If five people, all of whom were appointed by Republicans, issue a ruling saying that a corporation is a person and has more rights than the American people; if that decision floods the Republican Party with money after the American people marginalized them at the ballot box, and hands them dominion over our government after We The People took it from them; if that decision dictates the outcome of the next election, and the voice of the people is drowned out by corporate propaganda; I do not see a way out of civil war. And if that occurred, it would not be the side-show "war" that mere right-wing militia terrorism would create: It would be the full-scale leveraging of the American media, financial institutions, significant elements of the military, private armies, and the teabaggers and militia nuts against the weakened republic.
Now, it would be an understatement to say that I am not a hothead, hysteric, or doomer. Those of you familiar with my writings can say this confidently, so you know that I am not saying any of this out of fear fetish or love of outrage. But sometimes events come out of the blue and change the picture radically - sometimes a single, seemingly minor event can change everything, and if the Supreme Court decides as it appears set to do, the republic will hang by a thread. Now, it is not certain the Supreme Court will issue such a ruling, but it seems likely, so we would be wise to begin thinking deep and hard about what to do, even as we continue our work for healthcare reform.

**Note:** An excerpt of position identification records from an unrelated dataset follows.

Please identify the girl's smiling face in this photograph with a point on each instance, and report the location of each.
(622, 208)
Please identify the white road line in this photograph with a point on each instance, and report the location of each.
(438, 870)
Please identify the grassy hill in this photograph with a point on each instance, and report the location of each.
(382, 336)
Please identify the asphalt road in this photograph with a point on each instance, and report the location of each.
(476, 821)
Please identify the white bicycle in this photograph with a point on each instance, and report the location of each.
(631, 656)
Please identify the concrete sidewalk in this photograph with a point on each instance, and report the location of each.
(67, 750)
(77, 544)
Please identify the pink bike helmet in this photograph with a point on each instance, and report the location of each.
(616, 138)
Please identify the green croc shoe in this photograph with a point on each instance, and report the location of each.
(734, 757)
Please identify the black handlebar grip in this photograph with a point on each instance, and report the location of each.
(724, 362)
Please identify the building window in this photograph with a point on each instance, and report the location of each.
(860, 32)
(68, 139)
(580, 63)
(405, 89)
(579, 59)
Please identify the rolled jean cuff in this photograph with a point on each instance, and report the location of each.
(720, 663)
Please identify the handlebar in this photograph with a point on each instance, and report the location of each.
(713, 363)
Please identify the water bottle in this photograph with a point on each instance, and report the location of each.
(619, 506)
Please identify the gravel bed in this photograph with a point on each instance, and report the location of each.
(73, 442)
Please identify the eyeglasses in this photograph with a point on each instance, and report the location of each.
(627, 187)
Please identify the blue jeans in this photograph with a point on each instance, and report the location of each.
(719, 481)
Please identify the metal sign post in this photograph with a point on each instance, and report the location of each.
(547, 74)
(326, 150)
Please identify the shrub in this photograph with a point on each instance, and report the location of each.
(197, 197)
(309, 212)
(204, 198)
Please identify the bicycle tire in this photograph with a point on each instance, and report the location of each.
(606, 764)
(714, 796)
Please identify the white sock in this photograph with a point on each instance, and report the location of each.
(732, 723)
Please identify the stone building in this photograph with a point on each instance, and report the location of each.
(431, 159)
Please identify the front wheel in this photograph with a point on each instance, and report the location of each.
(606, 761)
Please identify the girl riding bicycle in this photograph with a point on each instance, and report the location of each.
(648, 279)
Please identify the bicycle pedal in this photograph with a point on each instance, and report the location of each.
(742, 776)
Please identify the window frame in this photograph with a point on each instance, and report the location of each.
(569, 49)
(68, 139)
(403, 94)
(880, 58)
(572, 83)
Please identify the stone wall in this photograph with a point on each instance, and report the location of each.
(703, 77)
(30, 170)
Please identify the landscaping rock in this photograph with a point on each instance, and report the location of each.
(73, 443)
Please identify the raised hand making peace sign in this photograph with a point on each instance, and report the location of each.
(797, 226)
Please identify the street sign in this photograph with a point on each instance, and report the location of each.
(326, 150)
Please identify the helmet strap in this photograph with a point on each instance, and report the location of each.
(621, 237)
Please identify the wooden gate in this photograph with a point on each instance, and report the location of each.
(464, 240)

While we cannot affect the decisions of the Supreme Court, we can affect what follows from them, and I personally have no intention of allowing corporations to destroy our democracy. What influence they wield today is already a threat and a challenge to overcome, but I will not tolerate unleashing that madness full-force on the American republic. Think deep and hard about what could be done if these scenarios began to unfold. Please do not talk about fleeing the country or retreating from politics - I am not interested, and neither is any other serious citizen. We may need to mobilize lawyers, judges, prosecutors, and others at various levels of government to denounce the ruling and refuse to accept it as part of legitimate jurisprudence, at the very least.
In the meantime, however, continue the healthcare fight: A corporate blitzkrieg in the event of a favorable ruling would be much more expensive for them in the aftermath of an HCR victory, and would give the American people more of that most precious commodity - time. Time to think, time to mobilize, time to get institutions and political leaders to recognize the danger. If, of course, the ruling goes badly. We can still hope that one of The Five is more American than Republican.